Say something political for him to hear;
he will be kaiso at once, a coonoomoonoo man
ready to blare out into your ears
like the gaffing poet with his dialect.

He will next put two and two together
and come up with verse, and the rhymes from under
palm tree, with waves singing in the background,

will fashion rhythms in your heart —
he, once a Bad-John gritting his teeth in the gutter.
now imagines love and fame.

He will stand up, and strum: and play on!
Watch his feet stamp, his body swaying —
he is a man for all seasons, the crowd will sway
with him in a real carnival; but don’t put him
in a corner to breathe slowly by himself

Or else another lyric will come to his lips —
and he will quickly out you into rhyme, immortalize
you better than the gloomy poet would —
his style is all that counts, his laughter
greater than waves, wider than the expanse of an ocean,
will be like a vacation writer’s, filling you up with sun
— and sparkling surprise.

Questions and Answers

What inspired “The Calypsonian”?

I have often thought of the character of the calypsonian; he’s a common figure in Guyana and the Caribbean as a whole; and you see, calypso music was everywhere around us when I was growing up. It’s the same young people in the Caribbean experience today. So here, I think, I was simply reflecting back, going back into memory; and as the American novelist William Faulkner said, “The past is never past”.

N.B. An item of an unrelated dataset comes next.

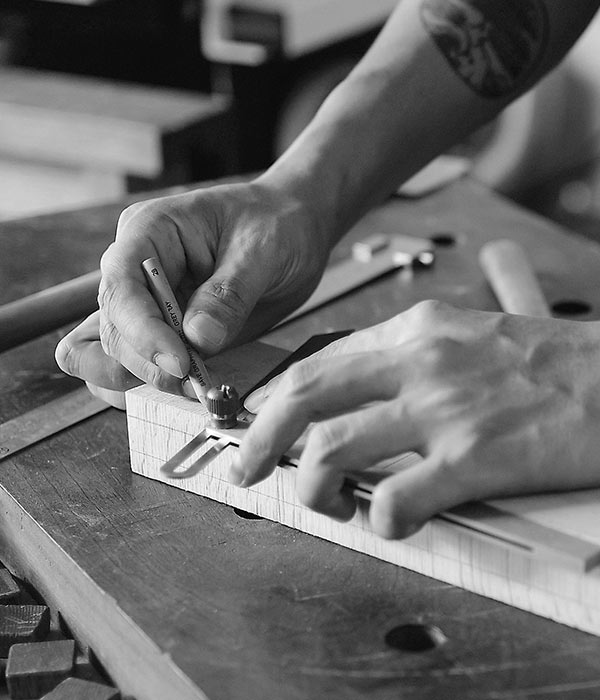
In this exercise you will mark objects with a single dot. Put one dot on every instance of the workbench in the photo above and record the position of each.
(182, 598)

What poetic techniques did you use in “The Calypsonian”?

This poem was meant to be, well, a parody of the calypsonian. The technique is almost a narrative, a dramatic monologue where the personal voice or persona in the poem is asking the reader to come and engage with the calypsonian, as if he has just met him in a Caribbean street in Guyana, Trinidad or Jamaica, or in some other cosmopolitan city like Toronto, where Caribbean people are numerous. I wanted the poem to have a humorous element, a certain lightheartedness; the vocabulary is deliberately chosen to reflect this, including words like “coonoomoonoo man”—to give dialectal energy to it and make it have its special appeal. Knowledge of the Caribbean is essential in order to write a poem of this nature.